Pokémon Go - gracz zdruzgotany utratą Pokémonów zbieranych przez siedem lat

FleeceKing, ceniony w środowisku Pokémon Go gracz i streamer, doświadczył niedawno poważnego ataku hakerskiego, w wyniku którego utracił część swojej kolekcji najrzadszych Pokémonów.

To ogromny cios wymierzony w wieloletnią pasję do gry. FleeceKing to posiadacz rekordu Guinnessa. Jako pierwszy gracz osiągnął aktualnie maksymalny 50. poziom w Pokémon Go. Od 2017 roku zebrał ponad 2 miliony Pokémonów.

Dramat rozpoczął się wczoraj wieczorem, gdy FleeceKing zgłosił, że jego konto zostało przejęte przez nieautoryzowane osoby. Na platformie społecznościowej X pojawiły się nagrania, na których widać, jak ktoś korzysta z jego konta, usuwając ulubione Pokémony FleeceKinga.

Pozostaje zagadką, w jaki sposób haker zyskał dostęp do konta FleeceKinga, chociaż sam twierdzi, że nie włamał się do nikogo - ani do systemów Niantic, ani do danych konta FleeceKinga.

Reklama

FleeceKing już podjął kroki w celu rozwiązania problemu, kontaktując się z deweloperem Pokémon Go, firmą Niantic, która podobno stara się przywrócić mu dostęp do konta. "Niantic pracuje nad odzyskaniem konta" - poinformował . "Ale szczerze mówiąc, nie wiem, czy znajdę w sobie motywację do kontynuowania gry po tej sytuacji."

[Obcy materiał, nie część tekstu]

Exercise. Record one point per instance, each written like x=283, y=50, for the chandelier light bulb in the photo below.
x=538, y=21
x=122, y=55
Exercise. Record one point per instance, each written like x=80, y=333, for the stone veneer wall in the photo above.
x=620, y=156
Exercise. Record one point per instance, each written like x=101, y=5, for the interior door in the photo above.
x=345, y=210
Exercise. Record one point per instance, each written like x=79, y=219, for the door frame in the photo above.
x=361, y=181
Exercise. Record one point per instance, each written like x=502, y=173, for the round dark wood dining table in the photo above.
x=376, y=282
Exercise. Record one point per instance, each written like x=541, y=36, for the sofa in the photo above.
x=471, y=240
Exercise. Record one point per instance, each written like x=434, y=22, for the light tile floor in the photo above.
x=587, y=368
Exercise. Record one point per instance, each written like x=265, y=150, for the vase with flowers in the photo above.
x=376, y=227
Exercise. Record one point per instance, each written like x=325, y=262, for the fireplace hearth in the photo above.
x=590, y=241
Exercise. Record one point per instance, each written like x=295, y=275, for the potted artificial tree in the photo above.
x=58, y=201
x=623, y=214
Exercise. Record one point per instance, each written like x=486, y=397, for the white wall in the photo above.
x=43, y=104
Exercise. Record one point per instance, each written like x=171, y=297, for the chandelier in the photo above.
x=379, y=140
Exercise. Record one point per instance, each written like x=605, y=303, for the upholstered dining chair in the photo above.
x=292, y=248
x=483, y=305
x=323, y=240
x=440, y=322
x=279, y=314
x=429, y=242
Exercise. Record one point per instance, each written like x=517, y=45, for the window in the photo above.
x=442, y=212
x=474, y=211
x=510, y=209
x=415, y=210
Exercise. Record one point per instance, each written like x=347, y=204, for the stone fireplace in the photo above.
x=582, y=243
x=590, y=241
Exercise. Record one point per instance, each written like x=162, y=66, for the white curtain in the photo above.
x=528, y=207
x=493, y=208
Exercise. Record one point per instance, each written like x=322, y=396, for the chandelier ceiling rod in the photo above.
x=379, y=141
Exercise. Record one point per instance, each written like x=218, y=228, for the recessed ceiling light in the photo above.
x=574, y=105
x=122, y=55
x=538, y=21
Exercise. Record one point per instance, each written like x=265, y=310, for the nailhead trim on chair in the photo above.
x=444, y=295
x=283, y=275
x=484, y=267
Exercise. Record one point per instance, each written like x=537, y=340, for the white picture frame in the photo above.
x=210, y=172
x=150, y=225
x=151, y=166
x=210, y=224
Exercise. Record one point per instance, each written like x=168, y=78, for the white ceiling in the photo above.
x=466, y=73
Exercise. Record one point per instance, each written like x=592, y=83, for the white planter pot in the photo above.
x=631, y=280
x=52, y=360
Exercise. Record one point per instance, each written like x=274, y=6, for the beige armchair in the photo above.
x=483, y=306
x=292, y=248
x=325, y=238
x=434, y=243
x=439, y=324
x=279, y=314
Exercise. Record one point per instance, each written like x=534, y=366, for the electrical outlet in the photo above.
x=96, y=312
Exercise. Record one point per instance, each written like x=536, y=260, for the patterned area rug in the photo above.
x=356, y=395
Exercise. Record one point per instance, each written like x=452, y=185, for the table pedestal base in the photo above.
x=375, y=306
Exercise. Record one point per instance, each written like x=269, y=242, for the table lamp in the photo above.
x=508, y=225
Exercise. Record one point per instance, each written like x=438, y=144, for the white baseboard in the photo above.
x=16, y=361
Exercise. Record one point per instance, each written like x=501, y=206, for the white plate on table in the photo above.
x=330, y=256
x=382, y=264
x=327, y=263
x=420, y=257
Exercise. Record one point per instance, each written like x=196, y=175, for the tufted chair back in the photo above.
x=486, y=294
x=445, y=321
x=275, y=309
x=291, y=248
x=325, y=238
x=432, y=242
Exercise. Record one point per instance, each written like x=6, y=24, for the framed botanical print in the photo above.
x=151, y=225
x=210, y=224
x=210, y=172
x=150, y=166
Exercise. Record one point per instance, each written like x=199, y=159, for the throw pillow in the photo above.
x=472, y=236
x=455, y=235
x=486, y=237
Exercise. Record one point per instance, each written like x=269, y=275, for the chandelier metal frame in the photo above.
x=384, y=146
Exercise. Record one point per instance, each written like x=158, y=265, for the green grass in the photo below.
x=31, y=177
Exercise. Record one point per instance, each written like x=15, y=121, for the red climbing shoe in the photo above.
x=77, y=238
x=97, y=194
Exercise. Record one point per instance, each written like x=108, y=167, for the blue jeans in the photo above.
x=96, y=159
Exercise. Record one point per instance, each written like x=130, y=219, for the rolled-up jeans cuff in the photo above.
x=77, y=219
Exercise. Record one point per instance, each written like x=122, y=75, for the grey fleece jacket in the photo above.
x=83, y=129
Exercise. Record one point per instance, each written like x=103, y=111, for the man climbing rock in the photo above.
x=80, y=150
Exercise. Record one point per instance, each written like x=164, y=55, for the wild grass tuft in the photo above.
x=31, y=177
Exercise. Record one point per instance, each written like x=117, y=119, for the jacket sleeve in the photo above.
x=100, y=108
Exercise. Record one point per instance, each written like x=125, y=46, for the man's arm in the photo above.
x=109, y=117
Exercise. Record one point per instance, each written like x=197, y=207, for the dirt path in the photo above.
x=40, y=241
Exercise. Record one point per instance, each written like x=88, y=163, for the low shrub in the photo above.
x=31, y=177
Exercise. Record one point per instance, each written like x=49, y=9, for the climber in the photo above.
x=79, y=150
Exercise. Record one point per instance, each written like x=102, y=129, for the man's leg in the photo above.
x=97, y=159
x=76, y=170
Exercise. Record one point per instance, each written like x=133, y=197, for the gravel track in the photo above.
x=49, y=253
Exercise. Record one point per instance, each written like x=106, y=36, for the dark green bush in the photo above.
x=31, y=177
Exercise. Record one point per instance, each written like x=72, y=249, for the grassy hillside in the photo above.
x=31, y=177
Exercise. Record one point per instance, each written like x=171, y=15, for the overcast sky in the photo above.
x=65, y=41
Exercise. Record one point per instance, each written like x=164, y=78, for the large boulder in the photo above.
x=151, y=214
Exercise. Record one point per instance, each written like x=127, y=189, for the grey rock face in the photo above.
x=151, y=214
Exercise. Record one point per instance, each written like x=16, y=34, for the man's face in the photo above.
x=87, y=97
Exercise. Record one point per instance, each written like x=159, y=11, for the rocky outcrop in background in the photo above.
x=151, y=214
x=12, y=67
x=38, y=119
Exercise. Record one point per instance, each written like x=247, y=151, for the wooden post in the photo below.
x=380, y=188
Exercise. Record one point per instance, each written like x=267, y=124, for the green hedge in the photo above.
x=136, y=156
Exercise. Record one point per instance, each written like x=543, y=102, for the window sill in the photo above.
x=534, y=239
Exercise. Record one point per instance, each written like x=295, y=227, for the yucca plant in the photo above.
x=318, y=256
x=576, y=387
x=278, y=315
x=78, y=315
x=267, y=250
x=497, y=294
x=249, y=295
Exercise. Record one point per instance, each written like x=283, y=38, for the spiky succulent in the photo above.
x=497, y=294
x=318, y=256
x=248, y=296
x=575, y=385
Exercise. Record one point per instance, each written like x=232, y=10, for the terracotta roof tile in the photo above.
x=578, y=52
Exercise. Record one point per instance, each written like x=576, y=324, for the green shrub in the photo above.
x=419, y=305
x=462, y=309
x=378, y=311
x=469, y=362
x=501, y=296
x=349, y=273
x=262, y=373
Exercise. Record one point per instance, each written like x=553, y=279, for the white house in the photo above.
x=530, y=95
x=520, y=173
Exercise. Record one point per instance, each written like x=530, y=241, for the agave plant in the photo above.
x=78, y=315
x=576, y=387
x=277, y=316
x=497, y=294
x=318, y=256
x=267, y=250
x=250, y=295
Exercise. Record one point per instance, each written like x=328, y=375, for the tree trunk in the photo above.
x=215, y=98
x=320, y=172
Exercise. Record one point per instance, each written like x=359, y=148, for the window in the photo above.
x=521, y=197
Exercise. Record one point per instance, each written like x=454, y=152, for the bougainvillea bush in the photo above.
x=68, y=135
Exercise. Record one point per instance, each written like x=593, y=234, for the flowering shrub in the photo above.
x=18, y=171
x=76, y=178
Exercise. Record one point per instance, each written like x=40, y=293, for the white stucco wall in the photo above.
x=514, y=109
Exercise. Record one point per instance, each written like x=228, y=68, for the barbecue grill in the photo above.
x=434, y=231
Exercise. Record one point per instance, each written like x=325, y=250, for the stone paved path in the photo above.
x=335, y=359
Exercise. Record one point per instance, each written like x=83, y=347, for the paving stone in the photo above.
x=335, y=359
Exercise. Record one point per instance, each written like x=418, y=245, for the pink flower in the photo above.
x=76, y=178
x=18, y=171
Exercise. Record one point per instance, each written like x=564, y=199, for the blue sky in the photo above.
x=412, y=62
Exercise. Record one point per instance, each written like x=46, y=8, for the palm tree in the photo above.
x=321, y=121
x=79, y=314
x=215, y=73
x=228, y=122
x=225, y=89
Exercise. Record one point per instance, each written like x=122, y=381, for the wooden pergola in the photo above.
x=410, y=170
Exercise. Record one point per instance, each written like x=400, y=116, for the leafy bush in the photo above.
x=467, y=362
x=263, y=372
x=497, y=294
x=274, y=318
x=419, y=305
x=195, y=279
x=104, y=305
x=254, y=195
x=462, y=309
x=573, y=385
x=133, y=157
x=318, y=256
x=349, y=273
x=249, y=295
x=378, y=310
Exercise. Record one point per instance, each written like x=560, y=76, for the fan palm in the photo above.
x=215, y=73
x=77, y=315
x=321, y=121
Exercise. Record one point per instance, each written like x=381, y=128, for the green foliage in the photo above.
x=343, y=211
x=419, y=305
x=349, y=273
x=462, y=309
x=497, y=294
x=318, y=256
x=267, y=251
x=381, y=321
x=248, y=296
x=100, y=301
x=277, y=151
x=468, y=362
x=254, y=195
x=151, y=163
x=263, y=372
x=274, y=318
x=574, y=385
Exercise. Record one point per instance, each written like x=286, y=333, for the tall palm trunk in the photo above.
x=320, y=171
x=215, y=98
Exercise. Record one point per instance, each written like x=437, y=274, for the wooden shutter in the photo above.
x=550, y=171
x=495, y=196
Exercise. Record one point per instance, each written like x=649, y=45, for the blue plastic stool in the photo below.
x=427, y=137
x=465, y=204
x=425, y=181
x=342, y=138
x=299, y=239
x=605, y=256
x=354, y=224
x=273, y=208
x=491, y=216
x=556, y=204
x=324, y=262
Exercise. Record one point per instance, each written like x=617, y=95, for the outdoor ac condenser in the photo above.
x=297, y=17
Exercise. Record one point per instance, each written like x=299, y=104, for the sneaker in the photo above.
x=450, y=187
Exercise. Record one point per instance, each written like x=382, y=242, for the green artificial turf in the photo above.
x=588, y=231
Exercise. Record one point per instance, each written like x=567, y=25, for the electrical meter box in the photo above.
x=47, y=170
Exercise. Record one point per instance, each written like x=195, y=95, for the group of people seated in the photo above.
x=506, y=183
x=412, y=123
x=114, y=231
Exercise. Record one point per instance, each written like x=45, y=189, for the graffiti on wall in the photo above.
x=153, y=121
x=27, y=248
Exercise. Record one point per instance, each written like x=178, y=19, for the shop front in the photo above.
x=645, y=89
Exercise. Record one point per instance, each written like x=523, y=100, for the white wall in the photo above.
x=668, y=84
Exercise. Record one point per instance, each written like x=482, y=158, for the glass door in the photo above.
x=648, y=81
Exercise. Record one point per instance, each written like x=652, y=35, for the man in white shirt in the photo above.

Nie jest jasne, czy konto zostanie zwrócone FleeceKingowi w niezmienionym stanie, z wieloma usuniętymi cennymi stworzeniami, czy też będzie możliwe przywrócenie jego stanu sprzed włamania.

Niantic wcześniej deklarowało, że usuniętych Pokémonów nie można odzyskać. W przeszłości było już wiele przypadków, gdy prośby o przywrócenie Pokémonów (czy to z powodu złośliwych działań, czy przypadkowych błędów) były odrzucane przez obsługę klienta Niantic.

Ciekawe, czy Niantic w przypadku tak znanego gracza, jakim jest FleeceKing, zdecyduje się na złamanie własnych zasad, czy też utrzyma swoje stanowisko w sprawie odmowy przywracania usuniętych Pokémonów.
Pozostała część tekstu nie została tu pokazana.